Ao comentar as exposições, Danilo Matoso defendeu a necessidade de sensibilizar os arquitetos e urbanistas para a atuação na área de patrimônio e falou sobre a importância do engajamento para o fortalecimento da arquitetura e urbanismo . “A gente só dá sentido social à profissão na medida em que se agrega socialmente. Os arquitetos precisam se unir e em suas instituições construir junto a organizações sociais a nossa capacidade de fazer sentido para a sociedade”, afirmou. Na opinião do arquiteto e urbanista, a organização profissional também é fundamental para o reconhecimento profissional.
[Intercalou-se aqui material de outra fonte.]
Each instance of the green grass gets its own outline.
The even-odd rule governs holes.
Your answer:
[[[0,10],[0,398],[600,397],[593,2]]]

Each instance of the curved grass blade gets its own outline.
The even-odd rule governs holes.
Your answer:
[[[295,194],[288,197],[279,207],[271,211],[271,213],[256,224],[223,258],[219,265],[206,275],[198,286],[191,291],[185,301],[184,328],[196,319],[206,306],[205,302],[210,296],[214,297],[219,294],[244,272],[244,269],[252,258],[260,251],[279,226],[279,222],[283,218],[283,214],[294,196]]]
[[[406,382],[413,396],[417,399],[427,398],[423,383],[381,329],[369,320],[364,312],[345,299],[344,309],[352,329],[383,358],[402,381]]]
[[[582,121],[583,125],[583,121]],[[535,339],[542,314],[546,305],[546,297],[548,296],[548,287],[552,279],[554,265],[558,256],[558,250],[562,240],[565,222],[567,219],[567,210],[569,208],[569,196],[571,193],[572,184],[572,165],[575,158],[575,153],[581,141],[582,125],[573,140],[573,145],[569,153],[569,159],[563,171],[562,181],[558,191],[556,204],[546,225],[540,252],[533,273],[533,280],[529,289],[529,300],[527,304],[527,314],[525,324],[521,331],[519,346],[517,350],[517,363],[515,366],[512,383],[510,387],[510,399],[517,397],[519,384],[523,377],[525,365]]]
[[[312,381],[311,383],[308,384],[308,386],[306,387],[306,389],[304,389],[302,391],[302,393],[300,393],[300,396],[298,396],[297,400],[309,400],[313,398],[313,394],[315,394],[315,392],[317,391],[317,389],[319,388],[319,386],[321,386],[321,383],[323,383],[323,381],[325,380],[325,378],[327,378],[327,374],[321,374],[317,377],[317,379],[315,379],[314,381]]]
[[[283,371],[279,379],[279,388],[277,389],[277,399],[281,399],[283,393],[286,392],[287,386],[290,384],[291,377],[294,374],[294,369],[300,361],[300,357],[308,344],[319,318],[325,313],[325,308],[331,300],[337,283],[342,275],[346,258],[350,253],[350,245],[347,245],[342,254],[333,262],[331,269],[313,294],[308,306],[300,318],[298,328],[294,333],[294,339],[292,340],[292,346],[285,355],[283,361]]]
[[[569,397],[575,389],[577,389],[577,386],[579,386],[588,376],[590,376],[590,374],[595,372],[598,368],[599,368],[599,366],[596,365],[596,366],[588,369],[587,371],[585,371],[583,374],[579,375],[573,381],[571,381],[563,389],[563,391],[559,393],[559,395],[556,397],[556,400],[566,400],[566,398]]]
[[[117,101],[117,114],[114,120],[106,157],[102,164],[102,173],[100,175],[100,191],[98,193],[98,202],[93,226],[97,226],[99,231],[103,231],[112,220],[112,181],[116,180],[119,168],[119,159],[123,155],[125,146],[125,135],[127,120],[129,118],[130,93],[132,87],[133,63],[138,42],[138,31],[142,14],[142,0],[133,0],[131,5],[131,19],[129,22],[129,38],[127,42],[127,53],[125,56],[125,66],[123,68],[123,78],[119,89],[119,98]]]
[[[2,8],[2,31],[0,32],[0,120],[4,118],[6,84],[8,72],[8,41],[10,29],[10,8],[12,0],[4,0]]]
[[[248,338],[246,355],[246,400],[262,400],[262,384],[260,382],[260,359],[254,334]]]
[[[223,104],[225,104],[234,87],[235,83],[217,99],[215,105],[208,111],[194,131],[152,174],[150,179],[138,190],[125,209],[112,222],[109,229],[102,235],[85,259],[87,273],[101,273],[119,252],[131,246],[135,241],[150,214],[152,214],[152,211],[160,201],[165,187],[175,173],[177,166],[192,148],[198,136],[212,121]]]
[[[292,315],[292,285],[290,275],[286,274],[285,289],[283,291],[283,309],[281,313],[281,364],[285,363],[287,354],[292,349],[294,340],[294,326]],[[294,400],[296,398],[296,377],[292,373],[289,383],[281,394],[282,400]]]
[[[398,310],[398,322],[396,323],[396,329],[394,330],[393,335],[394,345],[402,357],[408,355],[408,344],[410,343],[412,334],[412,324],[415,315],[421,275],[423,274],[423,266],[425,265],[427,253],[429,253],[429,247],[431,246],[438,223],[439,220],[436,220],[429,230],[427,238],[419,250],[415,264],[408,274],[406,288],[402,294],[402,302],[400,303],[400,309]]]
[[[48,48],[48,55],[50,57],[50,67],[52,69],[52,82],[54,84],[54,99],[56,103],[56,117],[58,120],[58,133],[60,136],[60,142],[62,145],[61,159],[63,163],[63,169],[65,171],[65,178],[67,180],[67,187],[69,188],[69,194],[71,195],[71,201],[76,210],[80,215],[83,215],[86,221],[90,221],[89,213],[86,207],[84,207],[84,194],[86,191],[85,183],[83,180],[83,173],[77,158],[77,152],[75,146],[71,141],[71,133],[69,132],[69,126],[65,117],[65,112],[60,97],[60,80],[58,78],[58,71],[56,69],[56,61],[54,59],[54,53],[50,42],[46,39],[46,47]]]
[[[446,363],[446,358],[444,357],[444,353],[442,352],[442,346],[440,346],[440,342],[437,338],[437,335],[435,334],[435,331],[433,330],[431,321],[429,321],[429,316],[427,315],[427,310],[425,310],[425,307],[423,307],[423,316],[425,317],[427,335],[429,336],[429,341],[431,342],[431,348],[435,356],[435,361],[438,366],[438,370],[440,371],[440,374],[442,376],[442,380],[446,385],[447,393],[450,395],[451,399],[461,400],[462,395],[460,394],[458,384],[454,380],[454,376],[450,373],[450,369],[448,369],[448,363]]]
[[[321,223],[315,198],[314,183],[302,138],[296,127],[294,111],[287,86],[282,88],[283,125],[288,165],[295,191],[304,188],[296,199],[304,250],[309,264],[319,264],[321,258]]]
CÂMARA TEMÁTICA DE PATRIMÔNIO

O II Seminário de Patrimônio encerrou com um informe do coordenador da Comissão de Políticas Urbanas e Ambientais (CPUA), Ricardo Mascarello, sobre a criação da Câmara Temática de Patrimônio do CAU Brasil. A ideia de formar um coletivo capaz de congregar instituições e organizações ligadas à temática do patrimônio material e imaterial é uma das propostas das Recomendações de Ouro Preto, documento que sintetizou encaminhamentos do I Seminário de Patrimônio do CAU, realizado em julho do ano passado. “Queremos criar um espaço que permita o debate permanente sobre as questões relacionadas ao patrimônio. É também uma maneira de colocar o conselho para a sociedade, com participação qualificada de especialistas e membros da sociedade”, afirmou.
A Comissão vai apresentar a deliberação que propõe a estruturação da Câmara Temática durante a 137 Plenária Ordinária, que acontece no dia 15 de junho, também em São Luís/MA.